Frequently Asked Questions
Welcome to the Cleanlab Studio FAQ page! Here you can find answers to common questions.
Can’t find the answer? Join our Slack community for live support or contact us at support@cleanlab.ai.
General
What types of data does Cleanlab Studio handle?
Cleanlab Studio currently supports:
- Text data
- Image data
- Structured tabular data (Excel, CSV, JSON, SQL, etc)
Video, Audio, and other formats are supported in Cleanlab Studio for Enterprise.
A tutorial on this site may demonstrate some Cleanlab functionality for say an image dataset, but you can apply the same functionality to text or tabular data. Just try to find the tutorial that covers the functionality you are interested in (regardless of the data modality used as an example in the tutorial), it should be straightforward to apply the same tutorial to your own data (even if it’s a different data modality).
What types of machine learning tasks does Cleanlab Studio support?
Cleanlab Studio currently supports:
- Multi-Class Classification
- Multi-Label Classification
- Entity Recognition
- Sequence-to-Sequence (Text Generation)
Regression, Image Segmentation, (2D/3D) Object Detection, and other ML tasks are supported in Cleanlab Studio for Enterprise.
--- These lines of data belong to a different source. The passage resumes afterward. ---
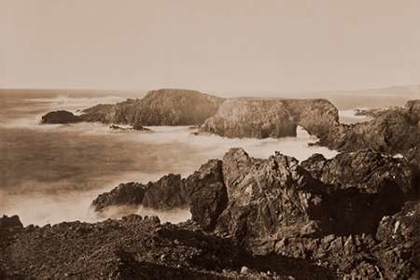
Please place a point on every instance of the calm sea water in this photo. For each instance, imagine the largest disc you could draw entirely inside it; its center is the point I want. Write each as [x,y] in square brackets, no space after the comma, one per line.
[51,173]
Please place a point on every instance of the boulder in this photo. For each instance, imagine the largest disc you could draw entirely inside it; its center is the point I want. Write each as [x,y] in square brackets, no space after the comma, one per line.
[254,118]
[269,198]
[60,117]
[262,117]
[158,107]
[139,248]
[203,192]
[363,187]
[10,222]
[394,130]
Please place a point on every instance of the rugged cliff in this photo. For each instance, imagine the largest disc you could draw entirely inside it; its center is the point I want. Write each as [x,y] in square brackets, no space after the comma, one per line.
[325,211]
[261,118]
[394,130]
[158,107]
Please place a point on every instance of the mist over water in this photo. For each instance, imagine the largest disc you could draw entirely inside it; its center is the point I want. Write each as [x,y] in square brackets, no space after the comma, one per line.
[51,173]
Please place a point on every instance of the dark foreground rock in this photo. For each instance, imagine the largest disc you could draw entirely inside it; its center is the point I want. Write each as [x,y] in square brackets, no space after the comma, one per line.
[60,117]
[139,248]
[262,118]
[203,193]
[324,211]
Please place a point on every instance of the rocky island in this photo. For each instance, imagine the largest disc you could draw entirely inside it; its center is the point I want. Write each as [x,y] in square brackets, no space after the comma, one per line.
[356,215]
[353,216]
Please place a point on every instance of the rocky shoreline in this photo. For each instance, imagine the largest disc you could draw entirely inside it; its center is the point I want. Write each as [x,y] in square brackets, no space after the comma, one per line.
[355,216]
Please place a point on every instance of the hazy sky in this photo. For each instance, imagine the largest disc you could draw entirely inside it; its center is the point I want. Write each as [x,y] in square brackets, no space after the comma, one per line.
[213,45]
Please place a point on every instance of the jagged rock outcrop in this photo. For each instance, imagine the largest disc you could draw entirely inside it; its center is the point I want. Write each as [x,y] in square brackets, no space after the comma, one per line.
[268,198]
[203,192]
[341,213]
[139,248]
[12,222]
[394,130]
[348,194]
[136,127]
[262,118]
[363,187]
[60,117]
[251,118]
[158,107]
[399,247]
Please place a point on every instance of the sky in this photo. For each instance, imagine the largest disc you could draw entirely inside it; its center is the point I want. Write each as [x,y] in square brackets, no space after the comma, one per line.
[217,45]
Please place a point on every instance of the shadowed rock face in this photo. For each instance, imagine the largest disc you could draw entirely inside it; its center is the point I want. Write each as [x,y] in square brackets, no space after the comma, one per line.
[327,211]
[138,248]
[60,117]
[203,192]
[12,222]
[395,130]
[262,118]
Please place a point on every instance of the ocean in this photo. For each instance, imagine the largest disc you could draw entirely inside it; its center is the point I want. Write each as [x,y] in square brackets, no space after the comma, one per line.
[51,173]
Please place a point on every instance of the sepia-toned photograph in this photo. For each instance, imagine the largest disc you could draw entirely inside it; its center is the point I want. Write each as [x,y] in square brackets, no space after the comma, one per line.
[193,139]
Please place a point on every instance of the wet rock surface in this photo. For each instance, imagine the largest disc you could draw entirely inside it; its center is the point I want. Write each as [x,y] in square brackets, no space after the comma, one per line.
[139,248]
[338,213]
[60,117]
[203,193]
[262,118]
[394,130]
[158,107]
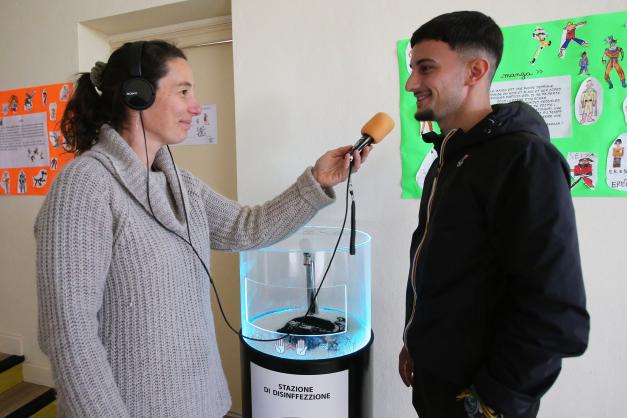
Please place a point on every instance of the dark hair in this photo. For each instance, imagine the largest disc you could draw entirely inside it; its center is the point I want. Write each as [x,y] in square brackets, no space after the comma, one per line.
[88,110]
[462,31]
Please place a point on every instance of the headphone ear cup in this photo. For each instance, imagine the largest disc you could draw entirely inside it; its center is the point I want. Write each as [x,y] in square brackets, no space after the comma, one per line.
[138,93]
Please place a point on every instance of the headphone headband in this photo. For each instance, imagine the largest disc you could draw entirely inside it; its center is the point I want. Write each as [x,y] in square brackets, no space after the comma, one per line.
[135,58]
[137,92]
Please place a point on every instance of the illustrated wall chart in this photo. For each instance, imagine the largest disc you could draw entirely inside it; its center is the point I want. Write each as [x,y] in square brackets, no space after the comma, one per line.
[31,144]
[571,71]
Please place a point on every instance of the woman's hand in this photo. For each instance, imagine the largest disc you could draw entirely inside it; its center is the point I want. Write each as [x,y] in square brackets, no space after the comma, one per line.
[332,167]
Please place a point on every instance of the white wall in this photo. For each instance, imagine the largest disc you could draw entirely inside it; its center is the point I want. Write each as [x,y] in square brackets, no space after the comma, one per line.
[308,74]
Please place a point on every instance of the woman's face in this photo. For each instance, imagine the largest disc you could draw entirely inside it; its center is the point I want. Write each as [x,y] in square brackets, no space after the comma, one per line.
[170,117]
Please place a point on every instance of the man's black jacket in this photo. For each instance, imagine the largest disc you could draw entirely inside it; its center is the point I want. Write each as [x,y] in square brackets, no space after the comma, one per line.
[495,296]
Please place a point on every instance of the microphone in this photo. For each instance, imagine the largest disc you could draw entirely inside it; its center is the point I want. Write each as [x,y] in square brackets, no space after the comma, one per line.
[374,131]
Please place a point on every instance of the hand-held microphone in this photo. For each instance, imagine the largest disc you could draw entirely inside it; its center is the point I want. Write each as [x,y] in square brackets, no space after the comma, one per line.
[374,131]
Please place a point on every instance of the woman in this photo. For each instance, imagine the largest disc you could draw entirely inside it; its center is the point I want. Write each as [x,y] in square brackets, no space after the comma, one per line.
[124,304]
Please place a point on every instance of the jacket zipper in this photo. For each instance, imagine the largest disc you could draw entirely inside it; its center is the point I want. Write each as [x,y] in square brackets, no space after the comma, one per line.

How does Cleanlab Studio detect label and data issues in my datasets?
Cleanlab Studio automatically trains many state-of-the-art ML models based on your dataset’s features and label column (including Foundation models with extensive world-knowledge), and combines the outputs from these models with novel algorithms to estimate data and label quality. This is the culmination of years of research from our scientists.
After you’ve cleaned up your dataset, you can re-train the same AutoML system that was used to detect data issues on the higher-quality data with one click. With another click, you can deploy this ML model to serve accurate predictions in your application. Beyond deploying it for prediction and using it to detect data isuses, the same AutoML system can also be used confidently label large subsets of data automatically.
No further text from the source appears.